When a new American was assigned to a Korean unit, it was customary for the Koreans to throw a party for the newbie.  These parties are generally for men only, because each man is attended by a kisaeng girl, who are somewhat similar to the geisha of Japan.  At these parties, you are seated on pillows on the floor in front of a low table covered with a cloth that nearly reaches the floor.  Food and drink are served, with the kisaeng girls anticipating your needs, and there was a small band there to play our favorite hits.  Lady Gaga would have been an incredible success at one of these events full of horny drunken Koreans who were obsessed with American sex.  She would have been lucky to have escaped with her veil.

An essential element at this social gathering was alcohol, which I was expected to bring.  In those days, American products were not so easy to come by in Korea unless you got them from a U.S. commissary.  Our office had a supply of "gifts" that we used to grease the lines of communication between Korean agencies and our office; we had a locked cabinet that was full of coffee, cigarettes, and booze.  Pusan and I brought several bottles of Johnnie Walker Red (which only cost $2 a bottle in the Officers' Club) from the official cabinet of goodies as our offering to the festivities.

Once underway, I counted about a dozen Korean officers, 6-8 kisaeng girls, Pusan, the band, and me.  In front of each of us was a plate for food, some chopsticks, and an empty shot glass.  Uh oh.  A shot glass always means trouble.  It was then that I learned the Korean etiquette that would be employed at an occasion like this.  Each Korean wanted to honor the guest of honor, me, with a drink.  So, they filled the shot glass in front of them with JW, and passed the drink to the guest with their right hand, which was accepted with the right hand, and then watched as the guest threw back the drink.  As the guest, I did the same to them.  But can you see the ratio problem with which I was confronted?  There were about 10 of them passing me shot glasses and only one of me passing the drinks back, after I had swigged mine.  Geesh.  I didn't want to offend anyone my first month in the country and upset the balance of power, or cause an international incident that would be chronicled in Stars and Stripes, or give the North Koreans a reason to invade the South, or have kisaeng girls tell the story for generations to come of the Ugly American who came for dinner and refused a drink from his host.

Needless to say, within an hour I was blottoed, stupid, banjaxed, etched, jeremied, legless, snatered, sozzled, smashed, trashed, and wasted--probably toxicly so.  I was so ripped that I got up and sang Arirang, a famous Korean folk song, with the band.  In those days, I actually knew about three verses of that classic in Korean.  It sounded pretty good to me, or so I thought.  I was so bombed that I ate a raw sea slug, which looked for all the world like a giant liver fluke.  I was so blitzed that I got the mailing addresses of four kisaeng girls to whom I promised to write every week when I returned to the states.  Did I mention that I was crocked?

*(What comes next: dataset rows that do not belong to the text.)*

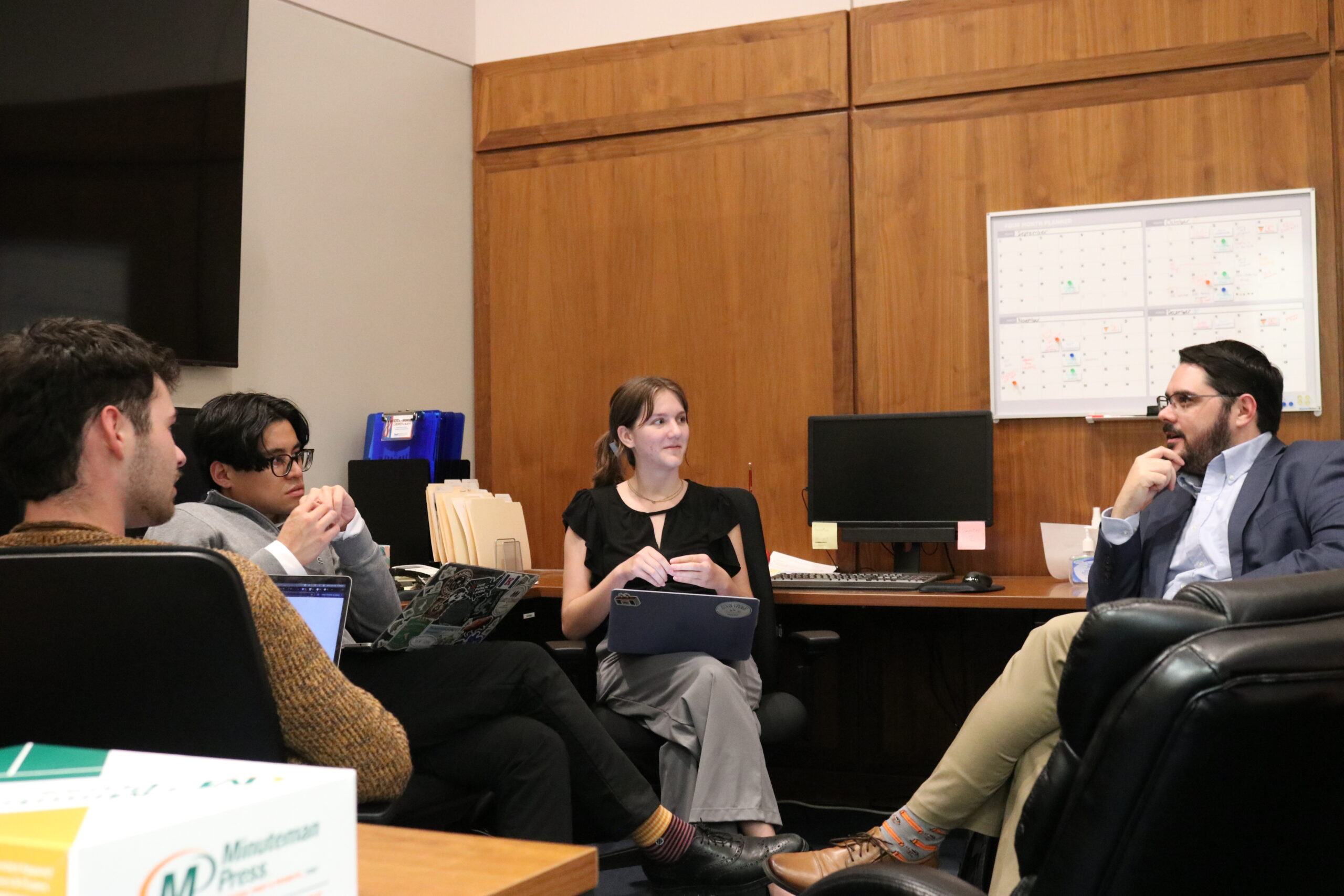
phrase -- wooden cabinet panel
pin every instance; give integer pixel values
(766, 69)
(942, 47)
(718, 257)
(925, 176)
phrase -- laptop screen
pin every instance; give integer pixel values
(322, 601)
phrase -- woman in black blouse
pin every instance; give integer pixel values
(659, 531)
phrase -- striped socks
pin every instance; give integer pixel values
(909, 836)
(663, 837)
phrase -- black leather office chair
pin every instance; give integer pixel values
(783, 716)
(152, 649)
(1199, 753)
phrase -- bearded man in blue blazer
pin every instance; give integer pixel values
(1223, 499)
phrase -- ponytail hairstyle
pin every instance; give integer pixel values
(631, 405)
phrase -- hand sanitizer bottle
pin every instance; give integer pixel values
(1079, 565)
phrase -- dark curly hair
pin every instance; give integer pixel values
(1235, 368)
(56, 376)
(229, 429)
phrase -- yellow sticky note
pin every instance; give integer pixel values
(826, 536)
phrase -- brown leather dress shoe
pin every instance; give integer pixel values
(797, 871)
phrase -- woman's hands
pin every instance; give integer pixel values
(699, 570)
(692, 568)
(647, 565)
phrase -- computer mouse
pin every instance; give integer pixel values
(979, 581)
(971, 583)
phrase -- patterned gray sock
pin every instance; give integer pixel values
(909, 836)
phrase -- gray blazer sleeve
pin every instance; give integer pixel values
(269, 563)
(373, 601)
(185, 529)
(1321, 510)
(1116, 571)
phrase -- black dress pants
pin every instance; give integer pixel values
(502, 716)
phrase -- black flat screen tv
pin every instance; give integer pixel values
(121, 148)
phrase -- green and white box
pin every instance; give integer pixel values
(113, 823)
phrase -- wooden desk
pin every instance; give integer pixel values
(911, 667)
(1022, 593)
(400, 861)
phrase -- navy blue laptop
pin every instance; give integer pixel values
(652, 623)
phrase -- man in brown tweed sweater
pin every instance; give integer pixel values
(85, 441)
(85, 416)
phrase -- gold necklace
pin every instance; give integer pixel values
(679, 489)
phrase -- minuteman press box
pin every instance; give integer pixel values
(112, 823)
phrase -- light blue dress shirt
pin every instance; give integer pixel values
(1202, 554)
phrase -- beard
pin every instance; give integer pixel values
(151, 487)
(1203, 448)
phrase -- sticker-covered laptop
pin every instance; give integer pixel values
(460, 605)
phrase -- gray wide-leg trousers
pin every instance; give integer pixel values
(711, 767)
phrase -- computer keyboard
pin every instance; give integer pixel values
(857, 581)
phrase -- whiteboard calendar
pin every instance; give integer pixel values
(1089, 305)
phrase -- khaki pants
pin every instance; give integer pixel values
(990, 769)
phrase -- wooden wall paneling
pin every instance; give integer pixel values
(748, 71)
(941, 47)
(928, 172)
(718, 257)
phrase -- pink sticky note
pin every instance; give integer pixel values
(971, 535)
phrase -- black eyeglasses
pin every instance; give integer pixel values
(282, 464)
(1179, 400)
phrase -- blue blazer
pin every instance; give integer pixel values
(1288, 518)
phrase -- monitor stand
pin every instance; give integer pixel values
(905, 556)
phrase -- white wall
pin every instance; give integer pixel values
(447, 27)
(356, 236)
(511, 29)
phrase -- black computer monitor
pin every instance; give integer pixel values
(901, 477)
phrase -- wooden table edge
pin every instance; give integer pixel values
(1022, 593)
(574, 870)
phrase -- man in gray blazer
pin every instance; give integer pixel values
(1223, 499)
(253, 452)
(498, 715)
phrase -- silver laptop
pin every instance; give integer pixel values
(323, 601)
(649, 623)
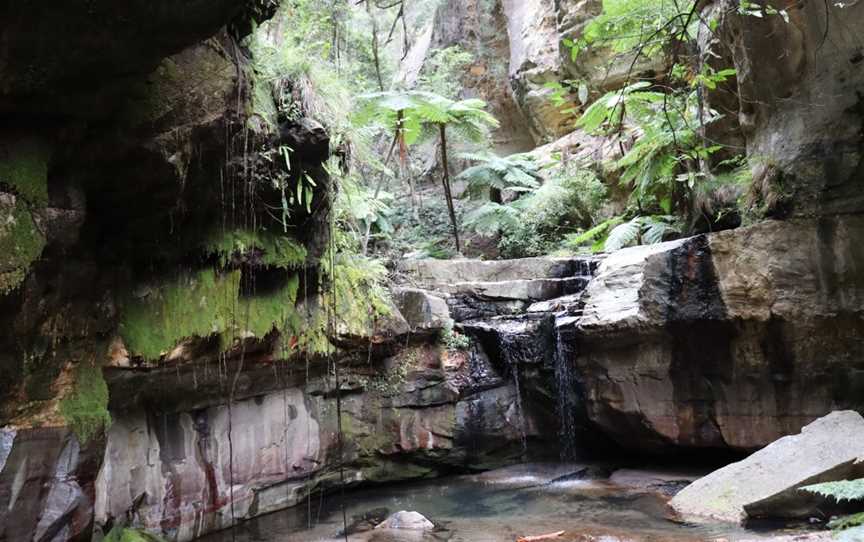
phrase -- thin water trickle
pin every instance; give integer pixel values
(565, 387)
(514, 369)
(499, 506)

I was a wreck for the next three days.  My stomach was upset, I couldn't eat, and my head felt like a star-nosed mole was living in there.  I learned later that the trick to surviving such a party is to keep a small bowl between your legs under the low table.  After the first couple of drinks, throw the whiskey in the bowl when the Korean host is not watching.  You simply have to do something to even the odds.

That party was 40 years ago.  To this day, if someone offers me Johnnie Walker, even Johnnie Walker Blue that costs $200 a bottle, I almost gag as soon as I smell the stuff.  I would recognize the taste and smell of that swill anywhere.  It is a lifelong taste aversion that will never dissipate.  But as I often say to my closest friends and relatives, a bad memory is better than no memory at all.  And that night in Taegu was not all bad.  In fact, as I pour myself a single-malt scotch now, I think I will work on a new rendition of Arirang.  You never know.  American Idol and Simon Cowell, here I come!